The creation of standards and guidelines is a crucial part of the ESA’s work, either alone or working in conjunction with the UEMS Board. Optimising patient safety and clinical care within a realistic economic framework is an important responsibility. While the ESA is responsible for clinical, therapeutic and scientific guidelines, UEMS is concerned with those relating to service organisation and provision across Europe. Thus key standards and guidelines are currently being worked on in several important areas, which will result in the regular production of guidelines related to drug and therapeutics, clinical care and the provision of anaesthesiology equipment and monitoring.

European Diploma of Anaesthesiology
and Intensive Care (EDA)
The EDA is the flagship of the ESA’s educational activity. Introduced in 1984, it is a two-part examination intended as a comprehensive test of knowledge of anaesthesiology, critical care and pain management, and in excess of 1,000 candidates entered the different parts of the examination in 2008. It provides an international European standard that allows  harmonisation of training and knowledge assessment across all European countries, and Part 1 is used by some (Switzerland, Hungary, Poland and Austria) as part of their internal examination structure. Both parts of the exam take place in a number of designated centres across Europe depending on demand.

Part 1 consists of two, multilingual multiplechoice question papers available in English, French, German, Italian, Spanish and Russian, while Part 2 consists of four oral examinations, again multilingual and each with two examiners moderating one another. Success in Part 2, which is an end-of-training examination, qualifies the candidate to receive the European Diploma of anaesthesiology and Intensive Care. However, since the examination is predominantly a test of anaesthetic knowledge, comprehensive assessment requires that the candidates’ anaesthetic skills and behaviour be also tested as part of their national training programme. Thus a candidate needs to be registered on the Specialist Register of their own country before they can actually be awarded the European Diploma.
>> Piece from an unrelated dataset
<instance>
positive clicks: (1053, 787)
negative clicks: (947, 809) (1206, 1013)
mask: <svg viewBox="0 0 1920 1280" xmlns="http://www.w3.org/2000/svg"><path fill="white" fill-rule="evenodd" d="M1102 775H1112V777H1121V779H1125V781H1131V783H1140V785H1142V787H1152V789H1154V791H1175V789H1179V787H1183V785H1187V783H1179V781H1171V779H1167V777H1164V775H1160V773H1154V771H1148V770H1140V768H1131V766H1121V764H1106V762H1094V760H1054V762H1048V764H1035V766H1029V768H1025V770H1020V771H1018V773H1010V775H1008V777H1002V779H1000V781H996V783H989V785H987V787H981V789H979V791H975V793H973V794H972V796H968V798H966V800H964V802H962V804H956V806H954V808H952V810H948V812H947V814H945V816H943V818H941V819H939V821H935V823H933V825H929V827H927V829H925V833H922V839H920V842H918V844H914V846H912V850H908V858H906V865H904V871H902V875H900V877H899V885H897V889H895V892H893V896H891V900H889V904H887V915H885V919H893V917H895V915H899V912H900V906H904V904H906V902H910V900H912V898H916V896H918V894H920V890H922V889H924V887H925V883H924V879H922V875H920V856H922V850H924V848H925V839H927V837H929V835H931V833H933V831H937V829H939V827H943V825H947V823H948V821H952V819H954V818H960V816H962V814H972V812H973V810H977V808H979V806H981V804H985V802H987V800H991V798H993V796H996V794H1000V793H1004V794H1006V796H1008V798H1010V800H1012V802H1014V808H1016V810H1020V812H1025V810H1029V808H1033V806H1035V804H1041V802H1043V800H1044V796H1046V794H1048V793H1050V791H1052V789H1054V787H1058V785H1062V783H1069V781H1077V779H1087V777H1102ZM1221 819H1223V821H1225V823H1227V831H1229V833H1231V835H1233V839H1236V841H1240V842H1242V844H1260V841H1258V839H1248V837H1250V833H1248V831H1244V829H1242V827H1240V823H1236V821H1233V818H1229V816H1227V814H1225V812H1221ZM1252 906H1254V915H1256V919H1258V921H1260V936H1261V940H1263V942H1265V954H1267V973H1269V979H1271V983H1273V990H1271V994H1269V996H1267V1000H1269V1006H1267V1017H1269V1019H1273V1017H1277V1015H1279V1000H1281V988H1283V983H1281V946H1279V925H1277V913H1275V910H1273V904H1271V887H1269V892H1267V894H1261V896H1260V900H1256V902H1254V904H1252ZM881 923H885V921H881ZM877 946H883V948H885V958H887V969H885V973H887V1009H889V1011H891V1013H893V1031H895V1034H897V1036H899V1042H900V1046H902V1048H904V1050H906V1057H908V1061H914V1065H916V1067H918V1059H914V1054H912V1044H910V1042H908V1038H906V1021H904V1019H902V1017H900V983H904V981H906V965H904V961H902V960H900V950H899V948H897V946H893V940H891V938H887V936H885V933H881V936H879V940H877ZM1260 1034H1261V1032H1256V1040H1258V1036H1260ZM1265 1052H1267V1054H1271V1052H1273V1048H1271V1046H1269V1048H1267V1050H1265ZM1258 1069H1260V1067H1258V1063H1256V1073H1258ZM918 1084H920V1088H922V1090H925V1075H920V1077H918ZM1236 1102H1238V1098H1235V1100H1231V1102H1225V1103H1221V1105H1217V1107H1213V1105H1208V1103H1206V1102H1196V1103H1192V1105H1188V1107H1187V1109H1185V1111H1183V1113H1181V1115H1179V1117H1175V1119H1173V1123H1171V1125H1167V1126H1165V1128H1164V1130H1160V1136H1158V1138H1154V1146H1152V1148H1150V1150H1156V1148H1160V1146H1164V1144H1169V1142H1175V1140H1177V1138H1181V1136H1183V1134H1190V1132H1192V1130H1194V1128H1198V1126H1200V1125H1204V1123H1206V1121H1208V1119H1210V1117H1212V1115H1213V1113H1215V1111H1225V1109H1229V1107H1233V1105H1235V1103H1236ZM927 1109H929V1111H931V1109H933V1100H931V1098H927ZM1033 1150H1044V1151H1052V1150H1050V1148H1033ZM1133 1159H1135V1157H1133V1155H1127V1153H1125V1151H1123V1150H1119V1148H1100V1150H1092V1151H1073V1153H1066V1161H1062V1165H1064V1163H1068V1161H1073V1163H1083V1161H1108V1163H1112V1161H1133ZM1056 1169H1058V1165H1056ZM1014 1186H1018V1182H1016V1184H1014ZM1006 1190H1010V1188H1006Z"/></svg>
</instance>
ESA/UEMS Joint Hospital Visiting
and Accreditation Programme
This initiative, which has been in place since 1996, is a joint venture between the ESA and the European Board, its main goal being to encourage and enhance training standards across Europe and to ensure that an academic institution meets the prerequisites of training in anaesthesiology as set out in the training guidelines of the European Board. The visiting programme serves to improve and harmonise the overall quality of anaesthesiology training throughout Europe. Visits consist of a detailed presentation of the staffing and organisational structure of the hospital, and the structure of the training programme. This forms the basis for a discussion and evaluation of all aspects of the teaching and training process with staff members involved to complement and build upon the strengths, to encourage development and change and to address areas of weakness. It is hoped and anticipated that the combined initiatives of the European Diploma examination, the harmonisation of training programmes and the Hospital Visiting and Accreditation Programme will do much in the future to allow accredited specialists to move seamlessly between different European countries while maintaining the high quality and safety of patient care, which we have all come to expect.

European Journal of Anaesthesiology (EJA)

The EJA, published monthly, is the official journal of the ESA and is distributed to all its members as part of their subscription. It is also the official journal of a variety of related organisations and is published and owned by the ESA. The EJA has two main functions: the publishing of peerreviewed original articles and reviews in the field of anaesthesiology, pain, emergency medicine and critical care, together with the ensuing correspondence and the provision of educational material with appropriate methods of selfassessment for ESA members and its readers.